I understand where you are coming from about worrying about missing out, I felt the same way. However, now that we’ve been rid of them, we’ve really been able to take advantage of lifestyle changes that we wouldn’t otherwise be able to. About 3 & 1/2 months ago I was actually able to become a stay at home dad since we were able to make the financials work. This is huge since I get to spend an awesome amount of time with my 2 girls now and now I get to spend all my creative energy writing and working towards my passions!
You may feel that it will take 2-3 years, but you’d be amazed at how fast it goes when you get intensely motivated towards a goal and put all your energy at it!
Either way you go, you are building wealth and aren’t blowing the money, so you’re definitely in the winners circle regardless!
I looked at paying student debt off as a guaranteed return (much like was stated above). The way I would decide where to put the $1000 is as such.

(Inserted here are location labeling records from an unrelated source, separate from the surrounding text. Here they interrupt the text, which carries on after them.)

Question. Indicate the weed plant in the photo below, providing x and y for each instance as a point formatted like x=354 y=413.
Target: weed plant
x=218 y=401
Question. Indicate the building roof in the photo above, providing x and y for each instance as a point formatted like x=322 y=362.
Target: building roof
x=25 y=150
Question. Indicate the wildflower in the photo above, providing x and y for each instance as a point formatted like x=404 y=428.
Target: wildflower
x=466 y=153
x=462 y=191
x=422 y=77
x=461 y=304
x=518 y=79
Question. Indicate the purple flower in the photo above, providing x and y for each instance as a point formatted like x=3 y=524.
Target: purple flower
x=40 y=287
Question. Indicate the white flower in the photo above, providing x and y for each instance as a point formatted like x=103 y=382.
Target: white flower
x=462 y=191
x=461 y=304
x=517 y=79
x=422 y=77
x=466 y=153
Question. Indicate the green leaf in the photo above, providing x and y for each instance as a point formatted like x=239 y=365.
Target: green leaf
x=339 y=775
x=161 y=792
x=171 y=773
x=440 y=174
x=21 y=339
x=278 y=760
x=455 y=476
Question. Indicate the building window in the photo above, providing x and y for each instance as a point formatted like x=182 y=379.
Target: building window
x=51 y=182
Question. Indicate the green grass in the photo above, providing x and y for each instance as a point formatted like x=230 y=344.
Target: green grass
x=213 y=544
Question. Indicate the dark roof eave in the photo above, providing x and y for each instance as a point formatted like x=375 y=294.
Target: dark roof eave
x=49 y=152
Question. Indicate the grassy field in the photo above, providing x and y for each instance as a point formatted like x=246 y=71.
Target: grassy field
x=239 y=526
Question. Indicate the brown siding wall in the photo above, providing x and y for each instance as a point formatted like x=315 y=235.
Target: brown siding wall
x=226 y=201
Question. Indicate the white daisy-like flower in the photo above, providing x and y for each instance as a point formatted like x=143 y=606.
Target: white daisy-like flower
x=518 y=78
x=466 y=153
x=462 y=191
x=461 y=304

Imagine as if the student loan is the bond portion (presumed to be relatively low risk investments) of your portfolio. That way you could take say 30% of the $1000 ($300) and put it towards debt and the other 70% can go towards more aggressive investments (for instance a Vanguard Total Stock Index Fund). Bam. Build wealth and pay off debt. You will get the return on the loans while investing too.
Another thought is that if any debts are >5% to just pay them off. My wife had 2 loans at > 5% and we worked aggressively to pay them off because a 5% guaranteed return is pretty sweet!
Hope that helps!
A lot of good advice here. Like a few others, I would personally pay off the debt to get the weight off my shoulders. However, whenever I have trouble making a decision about something, I try to figure out a way to split the difference, do a little of both things so I don’t have to choose one over the other. My husband has an annoying expression, “It’s not like it’s binary.” You can do a little of this and a little of that.
A couple of months ago, I had a change in perspective and started thinking of paying off my debt as investing. After all my goal was to finally have a positive net worth and whether it was investing in assets or paying off debt it would do the same for net worth.
It surely needs to bean optimum combination of both strategies. While opting for the snow-balling option, you must also make the most of small investment options. They can certainly help make your golden years simpler and smoother.